Na Praia de Ian McEwan
Às vezes basta uma pequena obra para que um autor mostre todo seu domínio do ofício literário. Depois de haver escrito “Reparação” romance celebradissimo por crítica e público que chegou a ser adaptado para o cinema, e de ter sido agraciado por várias premiações literárias, Ian já não precisava provar nada para ninguém, mesmo assim, conseguiu nessa breve novela “Na Praia” reafirmar seu talento.
A praia a que o título se refere diz respeito ao lugar onde um casal de jovens ingleses vão passar uma fatídica noite de núpcias.
Dois jovens inexperientes e apaixonados numa Inglaterra de 1962 já pós vitoriana e um pouco livre do conservadorismo tradicionalista dessa época, ainda intocada na vida social pelo impacto das teorias psicanalíticas libertadoras da sexualidade, porém, não totalmente contaminada pela década do desbunde que culminaria no maio de 68 e no movimento rippye do sexo, drogas e rock roll.

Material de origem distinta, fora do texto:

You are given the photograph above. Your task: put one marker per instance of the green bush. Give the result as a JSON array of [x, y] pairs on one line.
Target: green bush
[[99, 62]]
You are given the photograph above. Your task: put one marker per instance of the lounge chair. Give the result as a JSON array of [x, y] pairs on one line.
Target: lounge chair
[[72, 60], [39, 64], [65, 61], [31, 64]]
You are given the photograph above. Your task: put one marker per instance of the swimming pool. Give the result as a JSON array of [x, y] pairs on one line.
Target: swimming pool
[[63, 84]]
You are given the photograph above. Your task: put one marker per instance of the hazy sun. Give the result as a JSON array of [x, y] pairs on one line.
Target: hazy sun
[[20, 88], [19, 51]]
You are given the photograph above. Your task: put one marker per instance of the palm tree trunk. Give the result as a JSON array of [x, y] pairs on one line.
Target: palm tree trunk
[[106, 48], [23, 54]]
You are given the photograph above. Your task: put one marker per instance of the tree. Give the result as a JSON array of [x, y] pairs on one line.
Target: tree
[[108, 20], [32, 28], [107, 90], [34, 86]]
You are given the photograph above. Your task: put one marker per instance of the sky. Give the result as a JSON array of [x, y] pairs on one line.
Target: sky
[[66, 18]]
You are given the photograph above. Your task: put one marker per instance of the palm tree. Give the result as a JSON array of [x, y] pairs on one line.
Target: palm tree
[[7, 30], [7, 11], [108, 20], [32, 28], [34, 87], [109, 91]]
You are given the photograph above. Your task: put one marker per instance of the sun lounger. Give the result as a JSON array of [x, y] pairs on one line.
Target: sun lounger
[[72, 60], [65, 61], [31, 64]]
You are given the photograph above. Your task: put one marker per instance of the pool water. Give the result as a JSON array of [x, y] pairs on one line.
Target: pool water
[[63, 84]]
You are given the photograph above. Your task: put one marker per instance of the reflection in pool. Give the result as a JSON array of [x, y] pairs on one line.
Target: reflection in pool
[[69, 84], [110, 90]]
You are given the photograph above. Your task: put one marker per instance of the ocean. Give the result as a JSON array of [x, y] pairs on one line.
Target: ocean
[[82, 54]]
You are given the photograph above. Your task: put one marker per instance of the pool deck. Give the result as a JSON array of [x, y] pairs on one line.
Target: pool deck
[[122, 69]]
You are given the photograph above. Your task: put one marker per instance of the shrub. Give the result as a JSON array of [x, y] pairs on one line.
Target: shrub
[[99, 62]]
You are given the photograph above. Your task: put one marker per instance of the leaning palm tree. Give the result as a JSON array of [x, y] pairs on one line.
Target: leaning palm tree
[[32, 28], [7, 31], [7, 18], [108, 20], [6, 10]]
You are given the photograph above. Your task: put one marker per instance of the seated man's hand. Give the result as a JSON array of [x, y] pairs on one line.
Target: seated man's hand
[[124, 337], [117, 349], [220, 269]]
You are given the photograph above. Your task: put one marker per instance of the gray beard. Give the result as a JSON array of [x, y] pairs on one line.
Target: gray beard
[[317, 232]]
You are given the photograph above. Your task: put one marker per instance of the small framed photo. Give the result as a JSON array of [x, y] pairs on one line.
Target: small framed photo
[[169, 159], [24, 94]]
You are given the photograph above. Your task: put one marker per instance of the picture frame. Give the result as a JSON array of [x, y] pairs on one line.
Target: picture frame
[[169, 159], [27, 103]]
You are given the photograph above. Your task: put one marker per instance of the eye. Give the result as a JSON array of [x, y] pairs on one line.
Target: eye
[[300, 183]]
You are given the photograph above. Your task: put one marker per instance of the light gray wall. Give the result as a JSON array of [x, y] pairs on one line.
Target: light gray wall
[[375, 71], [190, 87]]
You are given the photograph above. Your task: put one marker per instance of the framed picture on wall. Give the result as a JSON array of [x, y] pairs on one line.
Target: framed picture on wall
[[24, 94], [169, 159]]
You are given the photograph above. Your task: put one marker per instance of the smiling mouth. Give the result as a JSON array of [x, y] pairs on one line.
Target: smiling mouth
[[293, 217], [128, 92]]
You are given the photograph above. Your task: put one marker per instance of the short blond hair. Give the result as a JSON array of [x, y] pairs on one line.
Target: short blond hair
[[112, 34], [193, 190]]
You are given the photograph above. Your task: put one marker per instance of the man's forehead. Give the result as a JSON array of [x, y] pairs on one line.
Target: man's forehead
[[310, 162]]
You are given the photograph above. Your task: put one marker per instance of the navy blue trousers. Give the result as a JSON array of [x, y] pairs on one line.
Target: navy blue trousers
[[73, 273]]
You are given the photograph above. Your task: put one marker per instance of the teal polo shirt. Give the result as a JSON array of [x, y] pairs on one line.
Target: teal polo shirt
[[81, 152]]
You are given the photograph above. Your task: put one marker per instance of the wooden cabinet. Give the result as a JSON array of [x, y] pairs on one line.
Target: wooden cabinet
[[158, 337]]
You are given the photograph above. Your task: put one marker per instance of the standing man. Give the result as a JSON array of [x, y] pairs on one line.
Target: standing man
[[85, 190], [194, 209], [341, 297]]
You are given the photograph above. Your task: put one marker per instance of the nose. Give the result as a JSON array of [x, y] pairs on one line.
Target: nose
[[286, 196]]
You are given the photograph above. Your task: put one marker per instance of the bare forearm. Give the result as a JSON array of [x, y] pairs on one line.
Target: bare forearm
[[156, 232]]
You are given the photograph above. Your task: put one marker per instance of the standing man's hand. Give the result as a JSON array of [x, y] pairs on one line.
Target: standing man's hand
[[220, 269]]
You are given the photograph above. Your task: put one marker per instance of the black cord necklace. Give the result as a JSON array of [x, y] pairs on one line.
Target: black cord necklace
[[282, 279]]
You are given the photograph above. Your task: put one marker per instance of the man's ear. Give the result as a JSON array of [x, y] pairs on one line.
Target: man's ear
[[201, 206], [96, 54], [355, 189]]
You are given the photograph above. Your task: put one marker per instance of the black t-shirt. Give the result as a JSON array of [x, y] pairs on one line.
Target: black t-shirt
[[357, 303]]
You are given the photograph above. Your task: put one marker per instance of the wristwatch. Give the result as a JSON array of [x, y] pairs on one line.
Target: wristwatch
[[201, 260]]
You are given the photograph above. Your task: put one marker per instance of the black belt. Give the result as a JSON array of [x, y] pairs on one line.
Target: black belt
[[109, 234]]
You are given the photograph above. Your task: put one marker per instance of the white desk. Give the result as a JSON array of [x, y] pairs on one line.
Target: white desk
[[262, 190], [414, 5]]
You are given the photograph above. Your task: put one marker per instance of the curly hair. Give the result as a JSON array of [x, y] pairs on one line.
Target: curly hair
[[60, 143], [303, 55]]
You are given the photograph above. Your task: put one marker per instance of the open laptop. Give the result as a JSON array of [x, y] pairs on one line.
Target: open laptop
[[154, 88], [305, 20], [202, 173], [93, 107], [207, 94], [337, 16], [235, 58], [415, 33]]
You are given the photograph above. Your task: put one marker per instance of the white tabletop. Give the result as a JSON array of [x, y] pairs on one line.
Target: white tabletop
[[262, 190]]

Freud e vitorianismo vem mesmo a calhar no contexto de “Na praia”, pois estão muito ligados como bem demonstrou o historiador Peter Gay em sua série de livros com viés de psico-história sobre o período. O peso de viver numa tradição tão difamada de conservadora têm grande efeito sobre os personagens.
Ser virgem nesses tempos não era um problema tão grande pra gente na casa dos vinte, muito pelo contrário.
Edward, aluno aplicado de história na tradicional e prestigiosa Oxford, nunca poderia ter uma vida de bebedeiras e sexo, como seus amigos universitários anglófilos a partir da década seguinte.
Florence, violinista talentosa e filha de “burguesia” tradicional Inglesa, nem sonharia em sexo antes do casamento e, o pior, é aí que entra o conflito trágico de sua pacata vida, talvez nem depois de ter consumado a cerimônia da nobre instituição familiar.
Nunca foi tão emblemático o fato da falta de dialogo, o interdito, ou reprimido ser o motivo dos desencontros, estranhamentos e aborrecimentos como no caso desses dois pobres personagens.
Uma estória aparentemente trivial, mas que na mão de um grande escritor como Ian McEwan torna-se uma narrativa irresistível. Em uma prosa minuciosa e ágil, Ian consegue dar contornos de séria televisiva de qualidade a uma estória que poderia não render sequer uma novela mexicana.
Lendo o livro, irresistivelmente envolvente, tem-se a impressão de que esse já consagrado escritor inglês seria capaz de escrever bem sobre qualquer assunto. De fato não é de hoje que Ian mostra-se um mestre na narrativa sutil e do apuro de detalhes. Mesmo dentro da tradição literária inglesa com autores contemporâneos de alto calibre como por exemplo Martin Amis, Kazuo Ishiguro, Jonathan Coe e o Nobel V. S. Naipaul, ele se destaca por sua voz originalíssima.
“Na praia” é uma novela excelente e recomendada porta de entrada para a obra desse formidável escritor inglês.